Prolactin is involved in a wide range of biological functions, notably the regulation of reproductive processes and the initiation and maintenance of lactation (Capozzi et al., 2015; Melmed et al., 2011; Lopez-Vicchi et al., 2020). Aside from its many other known biological functions, emerging evidence suggests that prolactin may contribute to the reduction of cytosolic reactive oxygen species (ROS) and the maintenance of antioxidant capacity (Thébault, 2017). Despite these insights, the antioxidant function of prolactin remains insufficiently investigated in the current literature (Sies, 1997; Rice-Evans and Miller, 1994).
In biological systems, a delicate balance exists between antioxidant and oxidant molecules. Under certain circumstances, an increase in oxidants and a decrease in antioxidants become inevitable, shifting the oxidative/antioxidative balance toward an oxidative state (Sies, 1997; Rice-Evans and Miller, 1994; Forman and Zhang, 2021). Excessive ROS can inflict damage on cellular components such as mitochondria, nuclei, DNA, and membranes, contributing significantly to the pathogenesis of various diseases (Sies, 1997; Rice-Evans and Miller, 1994; Forman and Zhang, 2021; Buyukuslu and Yigitbasi, 2015; Erel, 2005). Antioxidants play a crucial role in mitigating the harmful effects of ROS, including superoxide anion radicals, hydrogen peroxide (H_2_O_2_), peroxyl radicals, and hydroxyl radicals (−OH), thereby maintaining the physiological balance (Sies, 1997).
Measurement of total antioxidant status (TAS) provides an assessment of the body’s overall antioxidant capacity, whereas total oxidant status (TOS) reflects the overall oxidant state. The oxidative stress index (OSI), ascertained as the ratio of TOS to TAS, provides insights into the oxidative/antioxidative balance within the body (Erel, 2005).
Moreover, thiols are crucial organic compounds with potent antioxidant properties, capable of trapping free radicals and forming reversible disulfide bonds (S–S) with oxidant molecules (Rice-Evans and Miller, 1994; Erel and Salim, 2014).

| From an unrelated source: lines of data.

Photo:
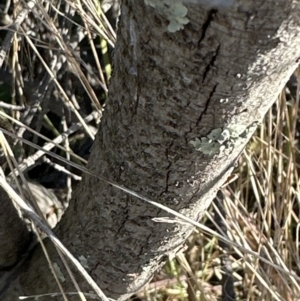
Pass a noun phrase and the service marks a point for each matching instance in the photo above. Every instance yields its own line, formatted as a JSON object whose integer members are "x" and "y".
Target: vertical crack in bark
{"x": 210, "y": 17}
{"x": 168, "y": 169}
{"x": 207, "y": 104}
{"x": 211, "y": 64}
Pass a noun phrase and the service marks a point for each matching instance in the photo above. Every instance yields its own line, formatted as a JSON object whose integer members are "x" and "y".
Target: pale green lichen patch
{"x": 222, "y": 140}
{"x": 173, "y": 10}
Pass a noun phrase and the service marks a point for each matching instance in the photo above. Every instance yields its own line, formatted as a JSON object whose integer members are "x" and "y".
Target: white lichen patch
{"x": 173, "y": 10}
{"x": 222, "y": 140}
{"x": 58, "y": 272}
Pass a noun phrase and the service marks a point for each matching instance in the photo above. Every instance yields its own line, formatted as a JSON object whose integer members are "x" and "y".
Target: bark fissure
{"x": 210, "y": 64}
{"x": 210, "y": 16}
{"x": 207, "y": 103}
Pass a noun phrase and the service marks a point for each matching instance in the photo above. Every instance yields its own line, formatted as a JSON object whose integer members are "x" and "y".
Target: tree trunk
{"x": 182, "y": 106}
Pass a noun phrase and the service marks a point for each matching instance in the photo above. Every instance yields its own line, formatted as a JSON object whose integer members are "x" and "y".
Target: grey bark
{"x": 224, "y": 68}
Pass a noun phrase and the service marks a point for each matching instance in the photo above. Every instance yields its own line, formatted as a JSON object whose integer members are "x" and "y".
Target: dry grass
{"x": 261, "y": 203}
{"x": 262, "y": 215}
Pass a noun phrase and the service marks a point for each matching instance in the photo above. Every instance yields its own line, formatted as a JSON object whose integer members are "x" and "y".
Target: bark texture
{"x": 223, "y": 70}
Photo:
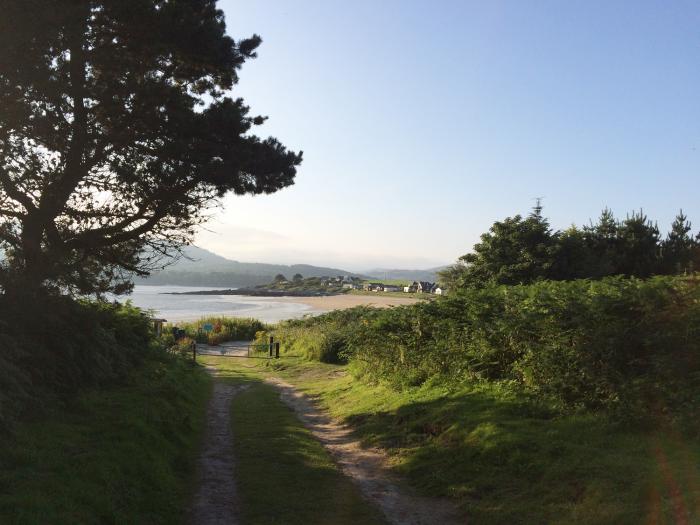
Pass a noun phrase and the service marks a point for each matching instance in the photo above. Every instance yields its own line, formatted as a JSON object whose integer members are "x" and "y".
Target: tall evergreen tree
{"x": 639, "y": 250}
{"x": 117, "y": 132}
{"x": 680, "y": 247}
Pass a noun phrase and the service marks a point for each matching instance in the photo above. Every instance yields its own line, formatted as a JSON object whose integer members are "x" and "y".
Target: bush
{"x": 626, "y": 346}
{"x": 58, "y": 346}
{"x": 224, "y": 329}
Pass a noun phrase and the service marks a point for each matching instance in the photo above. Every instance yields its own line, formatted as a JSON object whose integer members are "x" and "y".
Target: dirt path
{"x": 215, "y": 501}
{"x": 368, "y": 467}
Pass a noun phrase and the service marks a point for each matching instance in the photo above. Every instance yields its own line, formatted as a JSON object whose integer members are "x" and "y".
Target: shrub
{"x": 224, "y": 329}
{"x": 58, "y": 346}
{"x": 624, "y": 345}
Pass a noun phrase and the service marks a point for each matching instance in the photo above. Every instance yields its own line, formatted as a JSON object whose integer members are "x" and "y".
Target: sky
{"x": 422, "y": 123}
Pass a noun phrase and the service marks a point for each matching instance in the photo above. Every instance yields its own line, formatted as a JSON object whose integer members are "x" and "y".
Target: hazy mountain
{"x": 201, "y": 267}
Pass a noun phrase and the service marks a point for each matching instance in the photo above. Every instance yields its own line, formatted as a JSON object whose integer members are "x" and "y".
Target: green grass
{"x": 283, "y": 474}
{"x": 117, "y": 455}
{"x": 506, "y": 460}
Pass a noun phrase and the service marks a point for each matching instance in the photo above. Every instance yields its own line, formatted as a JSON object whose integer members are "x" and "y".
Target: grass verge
{"x": 283, "y": 474}
{"x": 121, "y": 455}
{"x": 505, "y": 460}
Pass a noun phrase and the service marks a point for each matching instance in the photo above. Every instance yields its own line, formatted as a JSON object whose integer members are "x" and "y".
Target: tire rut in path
{"x": 368, "y": 467}
{"x": 216, "y": 501}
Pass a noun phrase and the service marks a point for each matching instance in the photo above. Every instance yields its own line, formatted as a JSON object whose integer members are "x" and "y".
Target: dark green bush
{"x": 224, "y": 329}
{"x": 59, "y": 346}
{"x": 627, "y": 346}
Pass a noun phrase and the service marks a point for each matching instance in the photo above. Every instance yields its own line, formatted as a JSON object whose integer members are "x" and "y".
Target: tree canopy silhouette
{"x": 117, "y": 134}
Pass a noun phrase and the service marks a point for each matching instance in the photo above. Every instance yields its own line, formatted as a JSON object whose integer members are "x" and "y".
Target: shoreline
{"x": 344, "y": 301}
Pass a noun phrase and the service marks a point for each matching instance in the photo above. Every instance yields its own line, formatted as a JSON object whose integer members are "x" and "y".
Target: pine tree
{"x": 680, "y": 246}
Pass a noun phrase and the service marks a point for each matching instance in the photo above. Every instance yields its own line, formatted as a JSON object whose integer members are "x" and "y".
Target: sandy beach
{"x": 340, "y": 302}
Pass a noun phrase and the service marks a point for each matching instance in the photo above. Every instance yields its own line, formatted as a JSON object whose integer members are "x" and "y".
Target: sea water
{"x": 160, "y": 300}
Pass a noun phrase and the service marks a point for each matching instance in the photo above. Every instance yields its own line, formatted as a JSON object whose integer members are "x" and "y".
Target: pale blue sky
{"x": 423, "y": 122}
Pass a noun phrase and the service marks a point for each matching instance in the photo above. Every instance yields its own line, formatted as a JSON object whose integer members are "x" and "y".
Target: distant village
{"x": 355, "y": 283}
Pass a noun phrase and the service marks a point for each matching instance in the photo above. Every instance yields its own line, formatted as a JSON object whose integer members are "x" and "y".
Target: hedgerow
{"x": 623, "y": 345}
{"x": 58, "y": 346}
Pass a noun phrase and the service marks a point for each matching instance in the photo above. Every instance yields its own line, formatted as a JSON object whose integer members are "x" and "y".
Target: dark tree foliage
{"x": 522, "y": 251}
{"x": 117, "y": 135}
{"x": 513, "y": 251}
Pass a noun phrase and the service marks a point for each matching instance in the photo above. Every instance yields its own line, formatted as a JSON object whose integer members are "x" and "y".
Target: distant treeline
{"x": 521, "y": 250}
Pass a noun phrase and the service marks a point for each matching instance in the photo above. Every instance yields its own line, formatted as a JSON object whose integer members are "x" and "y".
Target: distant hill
{"x": 406, "y": 275}
{"x": 201, "y": 267}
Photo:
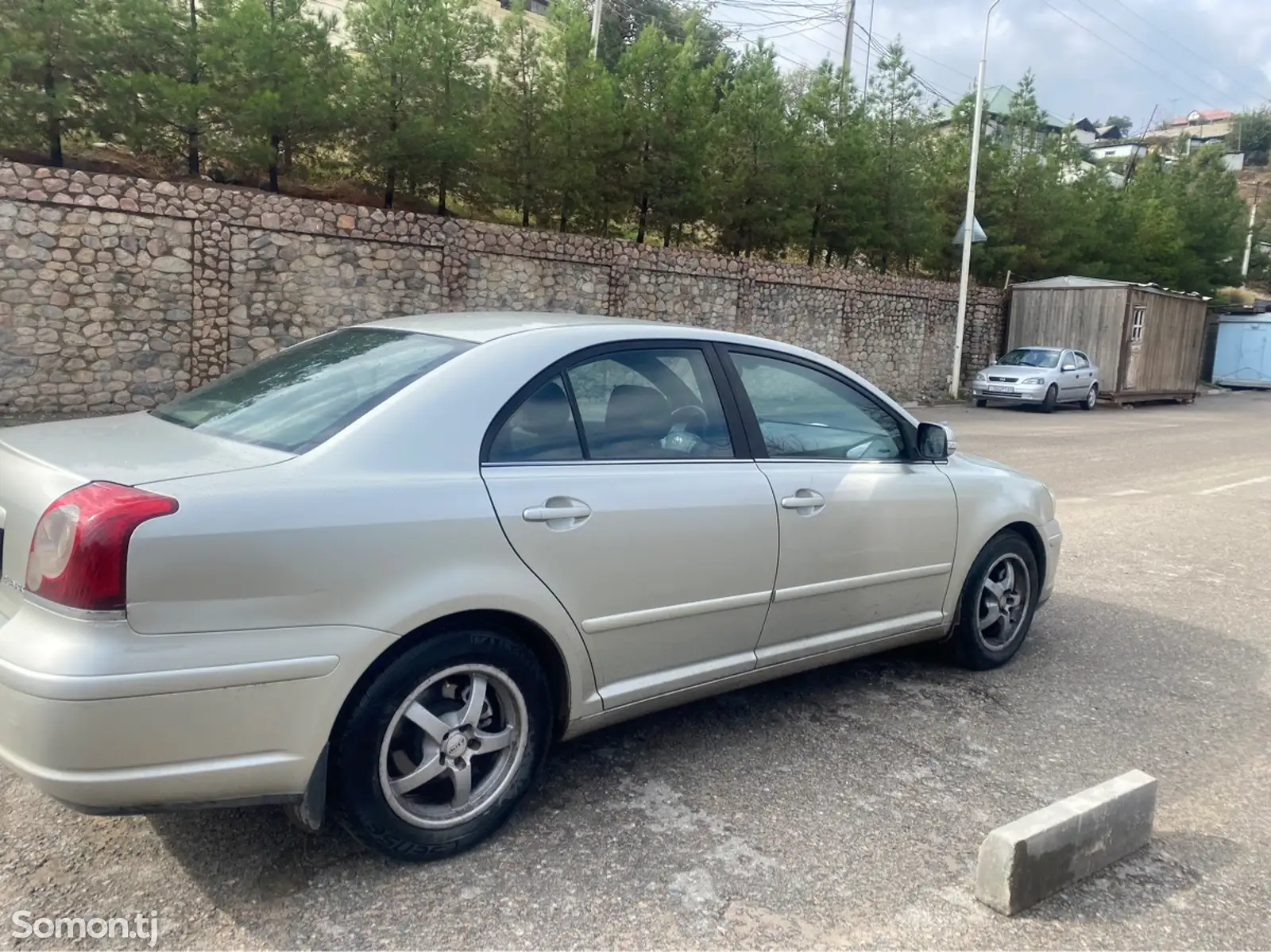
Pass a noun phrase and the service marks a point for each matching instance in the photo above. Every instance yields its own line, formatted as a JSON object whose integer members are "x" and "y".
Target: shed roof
{"x": 1078, "y": 281}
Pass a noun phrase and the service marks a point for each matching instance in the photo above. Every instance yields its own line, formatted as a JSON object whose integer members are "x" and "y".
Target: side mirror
{"x": 933, "y": 441}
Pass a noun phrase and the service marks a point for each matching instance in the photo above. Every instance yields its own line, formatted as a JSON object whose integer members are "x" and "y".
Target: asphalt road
{"x": 840, "y": 807}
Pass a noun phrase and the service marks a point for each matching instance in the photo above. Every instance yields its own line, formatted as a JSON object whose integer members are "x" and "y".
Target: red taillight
{"x": 79, "y": 556}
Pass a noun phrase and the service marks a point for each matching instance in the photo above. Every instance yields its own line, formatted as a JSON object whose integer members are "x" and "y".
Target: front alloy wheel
{"x": 998, "y": 601}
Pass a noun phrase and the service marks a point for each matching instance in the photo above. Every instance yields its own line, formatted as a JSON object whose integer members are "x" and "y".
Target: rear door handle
{"x": 552, "y": 514}
{"x": 804, "y": 499}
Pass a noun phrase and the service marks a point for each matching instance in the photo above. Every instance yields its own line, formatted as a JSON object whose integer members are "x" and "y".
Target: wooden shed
{"x": 1145, "y": 341}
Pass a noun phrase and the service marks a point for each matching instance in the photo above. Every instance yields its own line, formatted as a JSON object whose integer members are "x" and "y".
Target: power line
{"x": 1112, "y": 46}
{"x": 1180, "y": 44}
{"x": 1149, "y": 48}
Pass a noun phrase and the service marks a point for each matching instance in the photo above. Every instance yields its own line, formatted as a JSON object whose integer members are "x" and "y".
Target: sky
{"x": 1091, "y": 57}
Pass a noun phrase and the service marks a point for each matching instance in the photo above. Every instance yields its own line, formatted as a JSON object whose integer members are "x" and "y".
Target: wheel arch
{"x": 508, "y": 623}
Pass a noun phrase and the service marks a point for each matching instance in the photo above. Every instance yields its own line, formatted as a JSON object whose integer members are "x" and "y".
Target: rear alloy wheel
{"x": 442, "y": 745}
{"x": 1052, "y": 401}
{"x": 998, "y": 603}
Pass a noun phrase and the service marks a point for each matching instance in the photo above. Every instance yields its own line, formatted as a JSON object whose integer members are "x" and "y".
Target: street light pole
{"x": 969, "y": 222}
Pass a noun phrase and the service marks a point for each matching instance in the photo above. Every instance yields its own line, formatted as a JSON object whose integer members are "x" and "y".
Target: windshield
{"x": 308, "y": 393}
{"x": 1030, "y": 357}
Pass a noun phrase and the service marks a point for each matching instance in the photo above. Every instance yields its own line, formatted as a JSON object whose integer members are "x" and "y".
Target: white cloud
{"x": 1192, "y": 54}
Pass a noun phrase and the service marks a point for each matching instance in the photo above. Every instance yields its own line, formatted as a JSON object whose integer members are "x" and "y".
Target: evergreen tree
{"x": 753, "y": 150}
{"x": 164, "y": 94}
{"x": 280, "y": 84}
{"x": 519, "y": 106}
{"x": 584, "y": 167}
{"x": 902, "y": 141}
{"x": 457, "y": 40}
{"x": 52, "y": 54}
{"x": 388, "y": 86}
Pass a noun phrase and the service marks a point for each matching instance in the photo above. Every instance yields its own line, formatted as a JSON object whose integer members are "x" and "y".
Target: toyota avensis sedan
{"x": 1040, "y": 376}
{"x": 378, "y": 573}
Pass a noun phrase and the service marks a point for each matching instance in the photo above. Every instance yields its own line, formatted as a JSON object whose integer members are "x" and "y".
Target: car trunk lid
{"x": 41, "y": 461}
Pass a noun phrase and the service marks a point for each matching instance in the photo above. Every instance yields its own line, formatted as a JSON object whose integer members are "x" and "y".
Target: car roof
{"x": 480, "y": 327}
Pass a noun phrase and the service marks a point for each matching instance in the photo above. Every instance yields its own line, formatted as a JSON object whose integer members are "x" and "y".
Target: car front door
{"x": 1069, "y": 383}
{"x": 867, "y": 534}
{"x": 616, "y": 480}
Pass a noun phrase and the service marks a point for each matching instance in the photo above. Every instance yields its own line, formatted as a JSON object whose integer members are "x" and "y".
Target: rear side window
{"x": 305, "y": 395}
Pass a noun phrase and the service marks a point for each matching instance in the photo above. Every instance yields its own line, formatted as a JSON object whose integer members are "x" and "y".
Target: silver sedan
{"x": 1045, "y": 376}
{"x": 377, "y": 575}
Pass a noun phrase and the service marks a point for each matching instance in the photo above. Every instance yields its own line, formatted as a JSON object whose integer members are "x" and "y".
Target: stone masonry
{"x": 118, "y": 292}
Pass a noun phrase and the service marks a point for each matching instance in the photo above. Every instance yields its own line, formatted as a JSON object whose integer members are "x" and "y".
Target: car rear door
{"x": 867, "y": 535}
{"x": 616, "y": 478}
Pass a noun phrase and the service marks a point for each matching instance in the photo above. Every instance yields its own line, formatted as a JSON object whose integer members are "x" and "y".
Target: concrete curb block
{"x": 1042, "y": 853}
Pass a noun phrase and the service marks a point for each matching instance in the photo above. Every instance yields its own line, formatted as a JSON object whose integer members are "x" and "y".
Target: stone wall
{"x": 118, "y": 292}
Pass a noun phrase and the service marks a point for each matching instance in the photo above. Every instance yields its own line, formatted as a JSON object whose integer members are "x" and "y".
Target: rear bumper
{"x": 173, "y": 730}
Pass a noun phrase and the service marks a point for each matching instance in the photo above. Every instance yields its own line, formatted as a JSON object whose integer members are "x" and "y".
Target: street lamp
{"x": 969, "y": 224}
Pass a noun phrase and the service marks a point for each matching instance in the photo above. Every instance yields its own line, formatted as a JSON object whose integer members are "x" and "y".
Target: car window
{"x": 305, "y": 395}
{"x": 805, "y": 412}
{"x": 542, "y": 429}
{"x": 650, "y": 404}
{"x": 1030, "y": 357}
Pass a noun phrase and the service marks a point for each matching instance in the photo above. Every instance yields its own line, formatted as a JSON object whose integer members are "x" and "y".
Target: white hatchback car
{"x": 383, "y": 569}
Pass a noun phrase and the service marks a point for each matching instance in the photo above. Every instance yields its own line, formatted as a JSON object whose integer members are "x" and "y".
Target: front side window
{"x": 805, "y": 412}
{"x": 305, "y": 395}
{"x": 1030, "y": 357}
{"x": 650, "y": 404}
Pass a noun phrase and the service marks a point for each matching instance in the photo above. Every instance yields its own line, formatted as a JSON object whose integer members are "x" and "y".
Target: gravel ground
{"x": 839, "y": 807}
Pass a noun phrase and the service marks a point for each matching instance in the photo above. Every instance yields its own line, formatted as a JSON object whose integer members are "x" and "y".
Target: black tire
{"x": 1052, "y": 401}
{"x": 360, "y": 802}
{"x": 966, "y": 645}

Albumin and protein thiols represent the major plasma thiol components, whereas low molecular weight thiols, including cysteinylglycine, cysteine (Cys), γ-glutamylcysteine, glutathione, and homocysteine, account for a smaller proportion. Thiols undergo oxidation by oxidant molecules, forming reversible disulfide bonds. These disulfide bond structures can be subsequently reduced back to thiol groups, thereby maintaining the thiol/disulfide balance. Maintaining a highly reduced intracellular environment under physiological conditions is vital, with thiols playing a pivotal role in thiol/disulfide balance regulation (Sies, 1997; Rice-Evans and Miller, 1994; Erel and Salim, 2014; Erel and Erdoğan, 2020).
Recently, studies have focused on oxidant/antioxidant molecules. Impairment of TOS/TAS and thiol/disulfide homeostasis takes part in the pathophysiology of diverse disorders, including diabetes mellitus, neurological diseases, cancer, cardiovascular diseases, renal failure, and liver diseases (Ates et al., 2015; Ayada et al., 2022; Das et al., 2024; Kar et al., 2021; Sogut et al., 2022; Terao et al., 2015; Uçmak and Yildizhan, 2025; Verma et al., 2016).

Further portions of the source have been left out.